Although Japan wasn't Madame Gao's official base, she'd operated on and off in the country for centuries. She believed she had roots deep enough to crack bedrock and wasn't about to be bullied off the soil—not by the Viper, anyway.

At least not by Viper's combat skills.

"Viper," Gao called out in crisp Mandarin from behind the pillar, "how about I give you half of the Yashida family's estate, and we both walk away?"

A melodic but biting voice shouted back from behind a carved wooden pillar. "Old hag, you're far too ancient to be making deals.

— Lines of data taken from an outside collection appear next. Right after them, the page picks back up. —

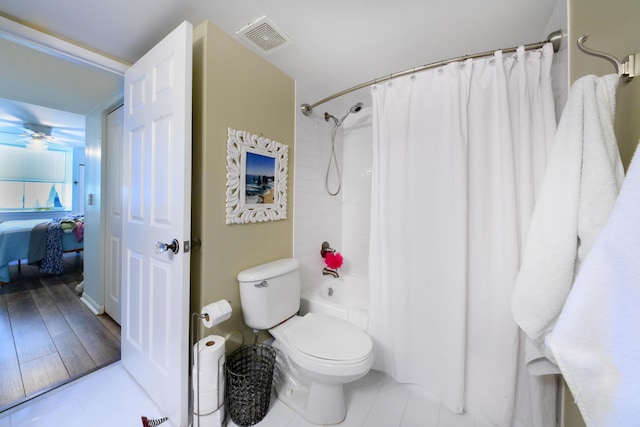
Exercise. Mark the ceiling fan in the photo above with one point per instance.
(34, 136)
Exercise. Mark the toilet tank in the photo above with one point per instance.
(270, 293)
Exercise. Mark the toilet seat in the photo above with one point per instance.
(329, 338)
(329, 369)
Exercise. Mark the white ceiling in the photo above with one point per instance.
(337, 43)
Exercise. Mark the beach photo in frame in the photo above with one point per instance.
(256, 178)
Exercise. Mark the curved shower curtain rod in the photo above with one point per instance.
(553, 38)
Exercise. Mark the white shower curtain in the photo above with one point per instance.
(459, 152)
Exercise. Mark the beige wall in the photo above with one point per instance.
(233, 87)
(613, 28)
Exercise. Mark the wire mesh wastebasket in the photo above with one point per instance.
(249, 378)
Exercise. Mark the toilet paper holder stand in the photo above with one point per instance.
(195, 394)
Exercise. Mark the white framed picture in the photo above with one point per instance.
(256, 178)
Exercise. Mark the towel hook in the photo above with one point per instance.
(628, 68)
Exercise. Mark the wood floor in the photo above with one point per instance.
(48, 337)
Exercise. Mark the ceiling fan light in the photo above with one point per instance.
(37, 144)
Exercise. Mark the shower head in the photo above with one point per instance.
(354, 109)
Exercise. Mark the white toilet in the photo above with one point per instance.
(317, 353)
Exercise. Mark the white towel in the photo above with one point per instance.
(579, 188)
(596, 341)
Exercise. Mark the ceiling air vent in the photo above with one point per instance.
(265, 35)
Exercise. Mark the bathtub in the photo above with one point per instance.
(345, 297)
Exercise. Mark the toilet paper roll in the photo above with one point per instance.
(215, 313)
(208, 374)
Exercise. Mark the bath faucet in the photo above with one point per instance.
(329, 272)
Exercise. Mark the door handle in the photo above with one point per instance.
(174, 246)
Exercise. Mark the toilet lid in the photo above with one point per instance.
(329, 338)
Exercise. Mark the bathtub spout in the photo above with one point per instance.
(329, 272)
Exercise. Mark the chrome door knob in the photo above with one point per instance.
(174, 246)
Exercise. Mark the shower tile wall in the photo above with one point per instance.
(317, 215)
(341, 220)
(356, 197)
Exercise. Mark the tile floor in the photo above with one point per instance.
(110, 398)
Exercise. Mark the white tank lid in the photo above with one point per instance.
(329, 338)
(268, 270)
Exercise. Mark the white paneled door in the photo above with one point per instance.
(113, 209)
(156, 209)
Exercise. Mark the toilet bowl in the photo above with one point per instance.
(318, 354)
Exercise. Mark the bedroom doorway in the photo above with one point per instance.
(49, 318)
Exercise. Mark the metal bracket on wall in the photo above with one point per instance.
(628, 68)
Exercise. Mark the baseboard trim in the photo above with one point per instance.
(93, 306)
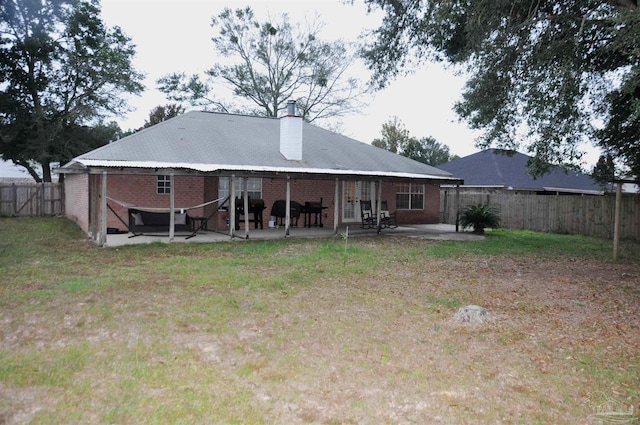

How about you hand over everything, and I promise to take good care of it for you?"

Daisy blinked from the shadows. Wait. Viper speaks Mandarin? And fluently? She watched the woman flex her neck like a bored cat stretching in the sun. Of course, she was multilingual. Dangerous fashion sense, poison expertise, and now linguistic agility.

Viper gestured subtly to her forces. Her mercenaries and ninjas advanced like flowing green ink, pressing their advantage. Unbeknownst to Gao, Viper had already pre-poisoned a number of Gao's foot soldiers. The old woman's forces were thinning faster than her patience.

As for fighting one to one? Viper had no such idea at all, and it would be best if Gao could be shot to death.

A Nordic-looking mercenary hefted a rocket launcher like it was a toy and aimed straight at Gao's hiding spot. With a thunderous whoosh, the missile tore across the battlefield with a crimson tail.

Seeing that words could not resolve the conflict, Madame Gao no longer hesitated. Gao didn't waste breath yelling. She moved.

She gathered all her energy as her chi surged. Her originally frail body seemed to have grown several inches taller. Her hunched back straightened and her feet stomped the ground quickly, like a sharp arrow shot from a bow, she launched herself towards Viper.

Behind her the rocket blast the pillar she was hiding before to smithereens. And the shockwave from the blast also helped to increase her speed.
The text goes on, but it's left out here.